Well, some past experiences made me conclude that sometimes thing can manifest a bit different, but the root cause to be the same, reason why i always start with BIOS update, then check cables of each device inside the PC, then drivers … till i get a closure. My “method” is quite empirical and sometimes i can be off.

If you use to put the PC to sleep or hibernate, do it only one time per session.
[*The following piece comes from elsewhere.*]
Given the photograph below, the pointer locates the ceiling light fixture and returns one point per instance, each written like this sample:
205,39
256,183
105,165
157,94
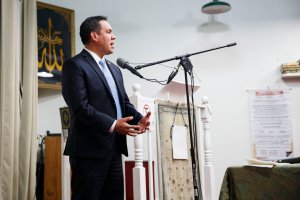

Nope, happening again today. This time the console wouldn’t start, too, that’s unfortunate… Any other ideas? I checked my cables and drivers should be up to date, too.

I just shut down normally, no sleep or anything. Just out. Systems generally tend to be more stable for me without sleepmode/hibernation so I avoid them.

Without any other ideas, I borrowed a similar system from a friend and switched components one by one to further test hardware and concluded, that indeed two of the four RAM sticks might indeed be the culprit since the issue did not appear for over a week now, although any amount of extensive memory testing came back without issues.
I do wonder about how memory tests are done, though, if such an issue goes unnoticed. I will step up the paranoid backup game another notch, I guess.
Anyways, thank you all for helping out, even if it was such a banality in the end <3

This topic was automatically closed 2 days after the last reply. New replies are no longer allowed.